O valor contrasta com o cenário fiscal apresentado pelo Executivo. A proposta da Lei de Diretrizes Orçamentárias (LDO) enviada à Alerj prevê déficit de R$ 12,94 bilhões nas contas públicas. Hoje, o limite para emendas está fixado em 0,37% da RCL, o que representa R$ 371,9 milhões — cerca de R$ 5,3 milhões por deputado.
Caso a nova regra seja aprovada, esse valor saltaria para aproximadamente R$ 22,3 milhões por parlamentar, quadruplicando o volume atual. O cálculo considera sempre a arrecadação de dois anos anteriores, o que significa que os números de 2027 terão como base o desempenho fiscal de 2025.
O texto foi elaborado pela Comissão de Constituição e Justiça (CCJ) após debates em plenário e inclui um mecanismo que flexibiliza a destinação das verbas. Caso uma emenda não possa ser executada como planejado, o parlamentar poderá redirecionar o recurso. Atualmente, nessas situações, o valor retorna ao orçamento geral do estado.
Comparação com outros estados
Defensores da proposta argumentam que o Rio de Janeiro está atrás de outras unidades da federação na distribuição de emendas parlamentares. No Distrito Federal, cada deputado dispõe de cerca de R$ 30 milhões anuais. Em Minas Gerais, o valor chega a R$ 26,1 milhões, enquanto no Rio Grande do Sul gira em torno de R$ 21,8 milhões.
Em estados como São Paulo e Minas Gerais, o modelo já prevê percentuais mais elevados da receita. Os parlamentares paulistas dividem 0,45% da RCL, enquanto os mineiros têm acesso a 2% da receita, com parte obrigatoriamente destinada à saúde.
Divisão entre deputados e ajustes em discussão
O presidente da Alerj, Douglas Ruas, afirmou em nota que a proposta ainda está em construção e não implica aumento automático de despesas.
“Não há definição de que a proposta será aprovada nos termos atuais (…). Vale lembrar que as emendas devem ser executadas dentro das ações previstas no orçamento que passará a contar com a maior contribuição dos parlamentares na definição de prioridades para a população fluminense”, diz a nota.
Entre os próprios deputados, há divergências. Carlos Minc pediu a retirada de sua assinatura após afirmar que havia entendido a proposta como uma iniciativa voltada à transparência.

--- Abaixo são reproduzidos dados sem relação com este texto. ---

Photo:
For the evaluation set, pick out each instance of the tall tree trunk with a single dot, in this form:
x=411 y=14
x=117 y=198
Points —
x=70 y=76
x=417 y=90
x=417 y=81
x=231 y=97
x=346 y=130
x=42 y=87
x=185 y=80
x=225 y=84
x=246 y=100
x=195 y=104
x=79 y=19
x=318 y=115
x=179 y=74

Já Luiz Paulo Corrêa da Rocha defende limites mais conservadores para o crescimento das emendas.
“Para 2027 e os anos seguintes, defendo que permaneça em 0,37% da RCL devido à situação fiscal do estado. Havendo margem fiscal no futuro, o governo poderia propor um percentual maior. Mas acho que 1,55% da RCL é elevado”, opinou.
Histórico de tentativas de ampliação
A tentativa de ampliar o orçamento impositivo não é inédita. A previsão já existia na Constituição estadual, mas dependia do fim do Regime de Recuperação Fiscal. Em 2023, o então presidente da Alerj, Rodrigo Bacellar, conseguiu antecipar a implementação das emendas.
Dois anos depois, uma proposta para elevar o percentual para 0,77% da RCL foi apresentada durante a discussão da LDO, mas acabou rejeitada no plenário após articulação do governo estadual.
Agora, o novo texto recoloca o tema no centro do debate, em um momento de tensão entre ajuste fiscal e ampliação do poder do Legislativo sobre o orçamento.